As a student at Saint Vincent College in Latrobe, Pennsylvania, Emily Uhrin didn’t know much about Fred Rogers beyond her childhood memories of the television host and his long-running program, Mister Rogers’ Neighborhood, except that he was a Latrobe native. His death in 2003 led to the establishment of the Fred Rogers Center for Early Learning and Children’s Media at the college, where Uhrin now manages the Fred Rogers Archive and assists researchers drawing from his work.
With renewed attention on the pioneering host, including an Oscar-nominated Hollywood portrayal, Uhrin spoke with American Libraries about Rogers’s legacy and coming to know him through his work.
Describe the holdings of the archive. Do you have a favorite?
We house Fred Rogers’ personal and professional papers. The collection includes correspondence (he was a prolific letter-writer), newspaper and magazine articles, press releases, photographs, notes and drafts of writings, speeches, television scripts, music manuscripts, and memorabilia. A highlight of the collection is a draft of the opening and closing songs from Mister Rogers’ Neighborhood.
The archive informs all the work done at the Fred Rogers Center; when staff members are beginning any projects, whether it’s training educators or developing tech resources for young learners, they consult archival documents to learn about Fred’s philosophy and share it in their work.
My favorite pieces are anything with Fred’s handwriting. I never got to meet him but reading his words and cataloging everything he saved, I feel very connected to him. I’ve also gotten to know him by working with people he was close with. His wife is very involved in the center’s work, and we’ve worked with the team at the Family Communications offices at WQED [the production company and broadcaster of Mister Rogers’ Neighborhood]. All the people he worked with reflect his spirit and give me an idea of what it would have been like to work with Fred.
What has surprised or intrigued you about this work?
When I started working on the archive, I didn’t have a great appreciation of Fred or his work. I didn’t realize the impact he had beyond the television program and that he was more than just a television host. After cataloging his collection, I’ve come to realize that Fred was really a philosopher. He had this whole philosophy about childhood and storytelling and education—there is so much for people to study in his work. I don’t have a background in early childhood education or television, but I feel like I’ve gotten masters’ degrees through this experience.
Was anyone from the Fred Rogers Center involved in the production of the recent movies, the documentary Won’t You Be My Neighbor? (2018) and A Beautiful Day in the Neighborhood (2019)?
With the documentary, the team contacted me with a list of subjects they wanted to study. They read hundreds of archival documents and relied on our archives for source material. Years ago, the screenwriters working on the other movie originally came to the archive looking for a story they could draw out and tell. Years later, when the movie was being produced, costume and set designers came here to study artifacts that they could authentically re-create for the movie.

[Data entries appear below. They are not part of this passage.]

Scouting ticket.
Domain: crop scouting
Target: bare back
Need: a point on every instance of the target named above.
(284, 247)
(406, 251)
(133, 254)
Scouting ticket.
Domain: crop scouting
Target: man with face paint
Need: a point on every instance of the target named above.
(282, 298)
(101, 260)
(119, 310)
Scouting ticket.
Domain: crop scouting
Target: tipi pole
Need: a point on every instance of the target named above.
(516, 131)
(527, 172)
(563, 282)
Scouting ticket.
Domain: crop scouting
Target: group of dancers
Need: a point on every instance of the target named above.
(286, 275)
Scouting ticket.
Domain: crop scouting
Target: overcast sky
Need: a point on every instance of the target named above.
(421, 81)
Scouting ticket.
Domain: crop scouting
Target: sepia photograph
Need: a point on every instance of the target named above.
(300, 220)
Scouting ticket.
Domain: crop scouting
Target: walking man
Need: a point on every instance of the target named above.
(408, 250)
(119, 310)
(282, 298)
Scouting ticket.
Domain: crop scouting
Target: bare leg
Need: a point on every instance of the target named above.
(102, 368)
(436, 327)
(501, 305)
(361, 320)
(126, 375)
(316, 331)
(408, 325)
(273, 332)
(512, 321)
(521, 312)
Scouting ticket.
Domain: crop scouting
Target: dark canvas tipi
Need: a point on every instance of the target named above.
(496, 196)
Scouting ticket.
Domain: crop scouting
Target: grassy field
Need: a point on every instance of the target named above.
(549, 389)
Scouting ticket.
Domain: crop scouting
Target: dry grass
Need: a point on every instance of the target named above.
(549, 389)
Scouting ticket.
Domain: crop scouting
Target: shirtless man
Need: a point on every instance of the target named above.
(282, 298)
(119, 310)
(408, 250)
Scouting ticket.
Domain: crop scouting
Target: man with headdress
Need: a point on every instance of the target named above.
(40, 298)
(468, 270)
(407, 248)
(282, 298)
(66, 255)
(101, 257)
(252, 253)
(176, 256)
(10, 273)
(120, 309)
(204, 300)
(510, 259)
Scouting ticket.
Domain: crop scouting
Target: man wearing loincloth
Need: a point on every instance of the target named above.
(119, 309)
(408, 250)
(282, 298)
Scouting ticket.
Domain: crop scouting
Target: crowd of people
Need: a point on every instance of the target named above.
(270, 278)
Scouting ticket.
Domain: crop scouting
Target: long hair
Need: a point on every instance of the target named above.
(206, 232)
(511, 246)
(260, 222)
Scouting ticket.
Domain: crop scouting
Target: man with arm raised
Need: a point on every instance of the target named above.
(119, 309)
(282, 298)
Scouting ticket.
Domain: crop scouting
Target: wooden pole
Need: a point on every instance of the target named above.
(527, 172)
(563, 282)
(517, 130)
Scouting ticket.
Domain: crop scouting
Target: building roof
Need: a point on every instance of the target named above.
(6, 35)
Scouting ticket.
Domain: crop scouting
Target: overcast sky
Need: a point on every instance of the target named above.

The Fred Rogers Center is located in Latrobe, Pennsylvania, hometown of its namesake. Is he remembered differently there?
The people here seem to appreciate Fred as a person and not just a television host. Exhibits and monuments in Latrobe celebrate Fred’s childhood and life, not just the success of the show. He chose the site of the Fred Rogers Center himself, and it was important to him that it be in his hometown.
I think the neighborhood he grew up in really inspired the neighborhood he imagined for the show. People from Latrobe are proud to be from here, and we’re proud to have Fred represent our community. Mister Rogers’ Neighborhood wouldn’t have been the same place if he’d come from somewhere else.